As 1991’s "The Rocketeer" is one of the best Spielberg movies he never made, it’s fitting that the score is one of the best John Williams never did. Turning out the full brass for the opening title and flight music, Horner’s score is as soaring and unabashedly old fashioned as the film. He creates a lovely theme for Jennifer Conelly’s love interest, a few piano notes blooming into a rich and ripe arrangement of strings. The film was not a success, opening in the shadow of the behemoth "Terminator 2: Judgement Day." Director Joe Johnston would later find success with a period action-adventure movie when he made "Captain America." It’s a shame it was not a reunion with Horner too. Because the Marvel films have yet to produce a truly distinctive score, let alone a cue as exciting and driving as “The Zepplin,” which soundtracks the climatic fight.

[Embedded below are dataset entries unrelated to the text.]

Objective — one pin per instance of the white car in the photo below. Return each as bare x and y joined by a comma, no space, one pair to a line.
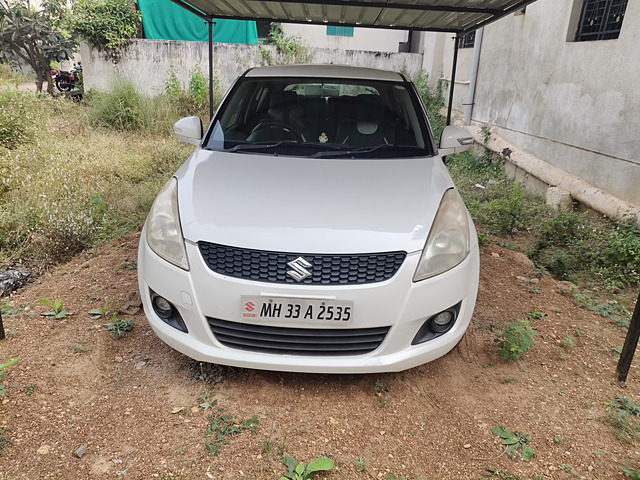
314,229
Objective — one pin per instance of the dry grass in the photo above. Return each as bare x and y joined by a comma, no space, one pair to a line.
71,185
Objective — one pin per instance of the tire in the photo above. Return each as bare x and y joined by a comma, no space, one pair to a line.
64,86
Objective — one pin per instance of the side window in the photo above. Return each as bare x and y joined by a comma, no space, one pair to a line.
597,19
468,40
339,31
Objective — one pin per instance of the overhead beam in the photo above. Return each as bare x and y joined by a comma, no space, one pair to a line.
187,6
392,6
338,24
518,6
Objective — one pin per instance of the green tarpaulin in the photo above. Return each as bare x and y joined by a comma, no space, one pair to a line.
164,20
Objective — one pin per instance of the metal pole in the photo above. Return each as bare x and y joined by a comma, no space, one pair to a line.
630,344
477,47
453,79
2,335
210,22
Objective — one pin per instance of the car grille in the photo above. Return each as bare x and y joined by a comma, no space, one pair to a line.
271,267
297,341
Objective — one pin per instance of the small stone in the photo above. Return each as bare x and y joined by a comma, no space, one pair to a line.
523,260
80,451
44,450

"Sneakers" is of that almost completely vanished breed of sleeper hit, low on pyrotechnics but well cast and absolutely rolling in chemistry and wit. It's an odd caper flick, with a score that reflects the story’s cloistered feel. Mixing almost satirical angelic choral strands, flutes, violins, drums, and Branford Marsalis playing soprano saxophone as the through line tying it all together, it’s chamber music for The Information Age. The score has the same fluid quality as the film, flowing through a series of rooms one into the other. The main title has a trembling violin line, a babbling data stream carring the other instruments, while a marimba adds a mysterious inviting quality, the pleasure of finding out information you’re not supposed to know. “Too Many Secrets” is Horner at his best, composing that flurry of emotions that accomapny discovery. At first playful and delighted, at two minutes in, a piano and driving percussion arrive, signaling the danger the characters have found themselves in by discovering pretty much a skeleton key to the entire internet. The piano then builds, becoming discordant then finally apocalyptic as the characters realize the stakes of the game they’re playing. “...and the Blind shall see,” a wonderfully prophetic title for an ending cue, is a resolution to the story and the thrill that it will go on. It even echoes Horner’s own past midway in the piece, with a nautical flavored burst of orchestration first heard in the composer’s Roger Corman factory days in his "Battle Beyond the Stars" score. That is the other great power of movies and music, and especially comforting when a talent like Horner is lost. Knowing that the movie and the song is still playing somewhere, we realize that we're just at an intermission.